Tanzania’s economic outlook seems very impressive as the country registered a 4.3% expansion between April and June according to the country’s National Bureau of Statistics (NBS).

Compared to the country’s economic performance in the same period last year, there has been a 0.3% upward expansion.

Briefing the media on Friday, Daniel Masolwa NBS Director of Economics Statistics, said, “Real GDP increased to Shs 33.4trillion from Shs 32trillion in the corresponding period in 2020, an equivalent to a 4.3% growth,” he said.

During the second Quarter of 2020, Tanzania’s economy registered the lowest growth rate of 4.0% since 2017 mainly due to the devastating effects of Covid-19 pandemic following the introduction of lockdowns and many countries to mitigate spread of this pandemic.

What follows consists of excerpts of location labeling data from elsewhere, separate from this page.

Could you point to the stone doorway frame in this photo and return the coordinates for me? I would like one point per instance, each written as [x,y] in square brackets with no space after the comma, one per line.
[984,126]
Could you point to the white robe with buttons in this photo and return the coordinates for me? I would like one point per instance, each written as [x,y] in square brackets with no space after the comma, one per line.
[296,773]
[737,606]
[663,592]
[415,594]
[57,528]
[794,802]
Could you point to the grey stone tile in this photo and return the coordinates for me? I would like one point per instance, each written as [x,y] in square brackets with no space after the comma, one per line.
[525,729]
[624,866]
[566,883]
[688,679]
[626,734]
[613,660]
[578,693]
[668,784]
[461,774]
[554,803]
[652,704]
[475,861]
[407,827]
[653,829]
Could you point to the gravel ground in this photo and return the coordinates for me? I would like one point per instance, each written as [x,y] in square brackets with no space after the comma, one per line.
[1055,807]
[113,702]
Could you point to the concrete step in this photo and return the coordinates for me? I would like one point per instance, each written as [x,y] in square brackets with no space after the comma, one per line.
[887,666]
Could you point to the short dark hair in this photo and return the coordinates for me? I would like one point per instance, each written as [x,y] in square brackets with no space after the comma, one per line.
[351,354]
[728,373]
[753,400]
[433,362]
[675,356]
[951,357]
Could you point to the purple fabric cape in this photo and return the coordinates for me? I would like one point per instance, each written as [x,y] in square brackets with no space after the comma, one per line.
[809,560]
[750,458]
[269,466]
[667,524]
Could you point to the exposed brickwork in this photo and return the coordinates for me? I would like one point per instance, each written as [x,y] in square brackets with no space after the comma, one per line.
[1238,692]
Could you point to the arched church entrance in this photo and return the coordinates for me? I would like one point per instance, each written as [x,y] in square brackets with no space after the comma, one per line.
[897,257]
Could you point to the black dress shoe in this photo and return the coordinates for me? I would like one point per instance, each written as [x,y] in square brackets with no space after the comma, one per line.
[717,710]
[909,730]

However, Masolwa tried to cool down any skepticism saying, the annual economic growth in 2021 is projected at a 5.0% rate. In terms of economic activities, he  said, during the period under review, information and communication attained the highest growth of 12.3%, followed by electricity generation at 12.1%.

Meanwhile, other services include arts and entertainment and households as employers (10.8%), accommodation and food services (10.1%), water (8.4%), and mining and quarrying (7.3%).

According to Masolwa, the expansion of economy by 4.3% during the second Quarter of 2021 was spearheaded by key drivers of growth which include Agriculture (13%), transport and storage (8.4%), trade and maintenance (8.1%), manufacturing (7.6%) and construction (7.1%).